Lately Noboru has focused his research on the fluid dynamical problem of the transport of trace gases and aerosols through the upper atmosphere and around the earth. Transport across latitudes is especially important to understand. Pollutants from the northern hemisphere ultimately penetrate through into the southern hemisphere. The most famous case is that of the (much publicized) production and release of chlorinated hydrocarbon compounds (CFCs) in the industrial countries of the northern hemisphere. These compounds move across latitudes, eventually into the Antarctica where they are chemically very efficient (due to low temperatures) in the process of destroying the ozone layer of the stratosphere. This results in the annual "ozone hole" that has been so much in the news in recent years.

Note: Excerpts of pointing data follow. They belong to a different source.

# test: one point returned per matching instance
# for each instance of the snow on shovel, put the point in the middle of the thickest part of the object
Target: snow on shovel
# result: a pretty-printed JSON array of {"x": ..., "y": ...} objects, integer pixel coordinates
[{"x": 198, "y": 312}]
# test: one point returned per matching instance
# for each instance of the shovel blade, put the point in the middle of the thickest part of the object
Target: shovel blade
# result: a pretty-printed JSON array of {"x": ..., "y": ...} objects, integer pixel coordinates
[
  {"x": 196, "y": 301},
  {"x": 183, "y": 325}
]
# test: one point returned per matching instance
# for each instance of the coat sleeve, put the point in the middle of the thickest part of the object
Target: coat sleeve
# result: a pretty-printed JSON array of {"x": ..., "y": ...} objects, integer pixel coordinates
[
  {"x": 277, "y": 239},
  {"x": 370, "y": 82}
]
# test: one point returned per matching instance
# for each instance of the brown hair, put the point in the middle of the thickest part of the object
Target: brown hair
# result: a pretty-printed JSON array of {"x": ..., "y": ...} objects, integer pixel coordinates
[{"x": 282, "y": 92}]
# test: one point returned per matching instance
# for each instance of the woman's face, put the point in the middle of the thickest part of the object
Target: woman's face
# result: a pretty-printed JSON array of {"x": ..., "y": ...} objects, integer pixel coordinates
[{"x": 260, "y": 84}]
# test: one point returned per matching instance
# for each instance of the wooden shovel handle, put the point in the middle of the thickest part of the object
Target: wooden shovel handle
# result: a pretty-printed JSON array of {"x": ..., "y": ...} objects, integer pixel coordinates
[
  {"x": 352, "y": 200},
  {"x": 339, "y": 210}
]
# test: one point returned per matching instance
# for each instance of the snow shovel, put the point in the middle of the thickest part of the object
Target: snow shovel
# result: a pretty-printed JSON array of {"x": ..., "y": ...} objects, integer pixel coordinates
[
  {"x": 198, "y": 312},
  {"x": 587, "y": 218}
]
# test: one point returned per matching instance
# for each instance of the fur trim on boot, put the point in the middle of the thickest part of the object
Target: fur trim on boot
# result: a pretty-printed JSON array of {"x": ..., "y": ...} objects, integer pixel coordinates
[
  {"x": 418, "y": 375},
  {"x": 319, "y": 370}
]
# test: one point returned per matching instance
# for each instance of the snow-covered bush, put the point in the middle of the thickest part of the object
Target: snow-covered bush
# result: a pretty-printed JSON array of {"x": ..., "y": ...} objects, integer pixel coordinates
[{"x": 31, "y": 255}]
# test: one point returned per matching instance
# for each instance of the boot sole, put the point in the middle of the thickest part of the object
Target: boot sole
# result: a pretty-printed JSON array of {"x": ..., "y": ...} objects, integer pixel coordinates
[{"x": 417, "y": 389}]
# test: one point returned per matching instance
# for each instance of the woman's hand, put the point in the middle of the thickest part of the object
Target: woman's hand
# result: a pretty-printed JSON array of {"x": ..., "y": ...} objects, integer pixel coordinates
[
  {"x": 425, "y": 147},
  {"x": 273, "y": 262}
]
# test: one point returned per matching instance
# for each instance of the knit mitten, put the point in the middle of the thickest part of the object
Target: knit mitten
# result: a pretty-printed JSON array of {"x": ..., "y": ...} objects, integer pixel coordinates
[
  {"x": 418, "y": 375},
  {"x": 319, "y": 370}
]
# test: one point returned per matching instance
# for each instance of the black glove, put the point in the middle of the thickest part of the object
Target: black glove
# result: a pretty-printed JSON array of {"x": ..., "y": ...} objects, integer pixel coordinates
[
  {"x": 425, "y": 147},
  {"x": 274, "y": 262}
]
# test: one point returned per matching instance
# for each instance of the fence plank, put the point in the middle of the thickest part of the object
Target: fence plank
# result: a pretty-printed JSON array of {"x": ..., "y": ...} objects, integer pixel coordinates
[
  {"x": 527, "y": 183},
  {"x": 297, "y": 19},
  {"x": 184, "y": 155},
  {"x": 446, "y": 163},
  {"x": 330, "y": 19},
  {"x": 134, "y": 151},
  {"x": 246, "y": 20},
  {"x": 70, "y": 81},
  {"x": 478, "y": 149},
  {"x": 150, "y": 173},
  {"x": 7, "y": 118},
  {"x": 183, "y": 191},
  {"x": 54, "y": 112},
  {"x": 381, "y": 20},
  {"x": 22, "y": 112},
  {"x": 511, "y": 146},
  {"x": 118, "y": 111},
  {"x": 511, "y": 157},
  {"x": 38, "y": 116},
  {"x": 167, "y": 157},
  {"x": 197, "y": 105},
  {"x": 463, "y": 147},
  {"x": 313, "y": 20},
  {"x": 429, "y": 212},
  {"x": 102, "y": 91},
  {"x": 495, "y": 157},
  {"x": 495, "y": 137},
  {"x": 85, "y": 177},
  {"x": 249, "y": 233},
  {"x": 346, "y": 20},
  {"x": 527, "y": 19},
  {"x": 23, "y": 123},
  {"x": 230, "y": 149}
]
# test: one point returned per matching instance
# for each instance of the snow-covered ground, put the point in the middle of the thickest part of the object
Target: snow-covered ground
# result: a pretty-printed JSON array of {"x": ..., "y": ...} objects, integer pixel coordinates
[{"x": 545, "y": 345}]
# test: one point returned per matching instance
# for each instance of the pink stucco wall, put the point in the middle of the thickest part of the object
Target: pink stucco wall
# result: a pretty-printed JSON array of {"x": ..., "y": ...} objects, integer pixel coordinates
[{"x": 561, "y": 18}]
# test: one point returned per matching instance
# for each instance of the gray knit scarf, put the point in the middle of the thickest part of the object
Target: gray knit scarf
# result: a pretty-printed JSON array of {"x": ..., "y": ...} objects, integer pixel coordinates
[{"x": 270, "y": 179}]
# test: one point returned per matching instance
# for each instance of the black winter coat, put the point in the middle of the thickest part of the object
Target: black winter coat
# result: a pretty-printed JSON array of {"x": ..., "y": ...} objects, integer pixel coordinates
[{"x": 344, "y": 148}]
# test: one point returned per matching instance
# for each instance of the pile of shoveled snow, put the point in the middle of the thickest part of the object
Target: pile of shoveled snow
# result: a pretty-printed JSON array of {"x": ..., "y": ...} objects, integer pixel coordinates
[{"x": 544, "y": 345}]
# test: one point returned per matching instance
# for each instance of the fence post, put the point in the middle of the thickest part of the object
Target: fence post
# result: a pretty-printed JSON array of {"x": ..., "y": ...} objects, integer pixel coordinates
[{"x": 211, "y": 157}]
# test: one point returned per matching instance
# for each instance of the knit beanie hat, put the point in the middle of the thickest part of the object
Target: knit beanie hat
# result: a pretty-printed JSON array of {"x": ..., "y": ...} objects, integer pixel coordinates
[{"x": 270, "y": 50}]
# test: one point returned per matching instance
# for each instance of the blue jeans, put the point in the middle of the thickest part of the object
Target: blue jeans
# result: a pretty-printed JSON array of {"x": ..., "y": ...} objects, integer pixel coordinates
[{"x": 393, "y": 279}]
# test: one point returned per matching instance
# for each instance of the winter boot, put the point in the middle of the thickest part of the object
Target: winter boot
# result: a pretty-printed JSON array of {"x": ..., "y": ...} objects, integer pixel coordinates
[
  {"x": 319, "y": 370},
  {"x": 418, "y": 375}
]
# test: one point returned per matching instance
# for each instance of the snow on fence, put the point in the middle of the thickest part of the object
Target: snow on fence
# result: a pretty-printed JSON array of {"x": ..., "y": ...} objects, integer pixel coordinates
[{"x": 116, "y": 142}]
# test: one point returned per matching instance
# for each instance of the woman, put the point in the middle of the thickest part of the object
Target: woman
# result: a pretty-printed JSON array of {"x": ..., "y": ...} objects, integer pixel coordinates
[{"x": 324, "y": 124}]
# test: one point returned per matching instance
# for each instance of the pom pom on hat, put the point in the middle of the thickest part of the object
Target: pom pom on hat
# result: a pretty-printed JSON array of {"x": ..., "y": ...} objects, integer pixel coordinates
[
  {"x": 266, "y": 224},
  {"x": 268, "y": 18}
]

CFC transport is only one case. When large volcanoes erupt they propel huge amounts of fine volcanic ash into the upper atmosphere. This can temporarily affect the climate over large continental regions by reducing the amount of solar radiation reaching down, but the regional effects are modulated by the transport process. Exhausts from supersonic transports (SSTs) that fly in the tropics can also alter atmospheric chemistry of the polar region if there is fast cross-latitude transport.
What drives cross-latitude transport? In the stratosphere, it is the large-scale waves and eddies created by surface topography and land-sea contrasts. From our experience with a smooth jet ride we tend to think that the stratosphere is a serene place, but on a large horizontal scale it is quite violent particularly in winter. Understanding and successfully quantifying cross-latitude transport is tricky. Jet streams steer air masses across the continents. A pollutant, released from a particular region, has to punch through a jet stream or two in order to spread to the other hemisphere. This isn't always easy.
In the case of ozone destruction, for example, it is interesting that in the Arctic there is no large ozone hole development, even though CFCs are initially released primarily from the northern hemisphere. The Arctic, however, has a very different regime from the Antarctic. There is much more land mass in the north, hence much more topography that can create eddies. The eddies can move CFCs, however, they also promote the movement of heat from lower latitudes into the Arctic regions. The warmer spring air in the Arctic is not conducive to the formation of stratospheric ice crystals, which are the surfaces on which the chemical reactions that destroy ozone take place.
In the south there is only the Antarctic continent
surrounded entirely by large uninterrupted of ocean, with no topography,
and a weaker eddy formation regime. Antarctica is thus much colder
than the Arctic polar regions, and an ideal place for high level
ice crystal formation and ozone destruction.
Noboru has constructed novel methods to quantify diffusive transport.
His methods are built around fine scale geometry of constituents.
The finer the structure, the more efficient they are at being
diffused. He uses fluid dynamical equations to extract geometrical
information on diffusivity. He follows the courses of two gases
from satellite measurements, nitrous oxide and methane, to infer
transport across latitudes. Unfortunately, current satellite systems
are only capable of rather coarse scale horizontal resolution
- hundred kilometers or so at best. But even from these data he
discovered that diffusivities are indeed minimal at the jet streams--a
result everybody suspected but nobody was able to quantify. He
hopes, that in the near future NASA will be able to provide instrumentation
for higher resolution horizontal measurements in the stratosphere.
Until that time, his methods will be used by atmospheric scientists
to follow the diffusion of pollutants around the planet.